Türkiye’nin çeşitli illerinden 500’ü aşkın gencin katıldığı toplantıda Genel Başkan Ali Yalçın, “Sivil Toplumun 28 Şubat Sürecindeki Rolü” başlığıyla gençlere tecrübe paylaşımında bulundu. Yalçın, Memur-Sen olarak 28 Şubat’ı asla unutmayacaklarını ifade ederek her türlü anti-demokratik girişime karşı da mücadele etmeye devam edeceklerini kaydetti.

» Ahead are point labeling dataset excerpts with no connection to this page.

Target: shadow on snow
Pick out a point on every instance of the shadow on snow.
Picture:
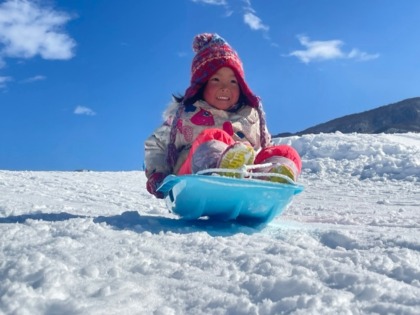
(132, 220)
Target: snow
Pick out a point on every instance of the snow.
(98, 243)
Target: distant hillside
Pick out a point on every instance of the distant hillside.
(399, 117)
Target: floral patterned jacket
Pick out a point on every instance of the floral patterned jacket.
(242, 124)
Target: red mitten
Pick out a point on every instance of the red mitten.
(153, 183)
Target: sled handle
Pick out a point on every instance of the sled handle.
(244, 172)
(168, 183)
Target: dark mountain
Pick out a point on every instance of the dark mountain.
(399, 117)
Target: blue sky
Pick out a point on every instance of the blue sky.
(84, 83)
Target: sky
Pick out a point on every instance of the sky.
(97, 243)
(84, 83)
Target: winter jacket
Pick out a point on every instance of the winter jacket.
(243, 125)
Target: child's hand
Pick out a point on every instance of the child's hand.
(153, 183)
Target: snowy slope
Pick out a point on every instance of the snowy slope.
(98, 243)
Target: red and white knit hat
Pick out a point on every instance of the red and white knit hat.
(213, 53)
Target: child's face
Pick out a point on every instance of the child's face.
(222, 89)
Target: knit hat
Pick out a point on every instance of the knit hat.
(213, 53)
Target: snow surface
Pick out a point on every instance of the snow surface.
(98, 243)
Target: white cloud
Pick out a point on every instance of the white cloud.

Türkiye’nin NATO konseptine dahil olmasıyla birlikte Türkiye’de bir darbe sistematiğinin kurulduğunu anlatan Yalçın, 27 Mayıs askeri darbesinin de tüm bu darbeler sürecinin ilk adımı olduğunu ifade etti. Yalçın, “28 Şubat’a giden süreç, Refah Partisi’nin 94 seçimlerinde iki büyük belediyeyi kazanmasıyla başlamıştır. Refah Partisi’nin buna benzer zaferlerine teyakkuzla yaklaşılmıştır. 25 Aralık 1995’te de biliyorsunuz milletvekili seçimleri yapıldı. Refah Partisi yüzde 21.38 oy alarak 158 milletvekili çıkararak birinci çıktı bu seçimden. Bu çok önemliydi. Kıymetliydi bundan sonraki süreçte bazı çevreler sahaya sürülmeye başlandı. 28 Şubat’a giden bu sürecin farklı ayaklarının da olduğunu biliyoruz. Siyasal ayağı, sivil toplum ayağı ve sermaye ağı. 28 Şubat’ı ancak tüm bu yönleriyle anlayabiliriz” dedi.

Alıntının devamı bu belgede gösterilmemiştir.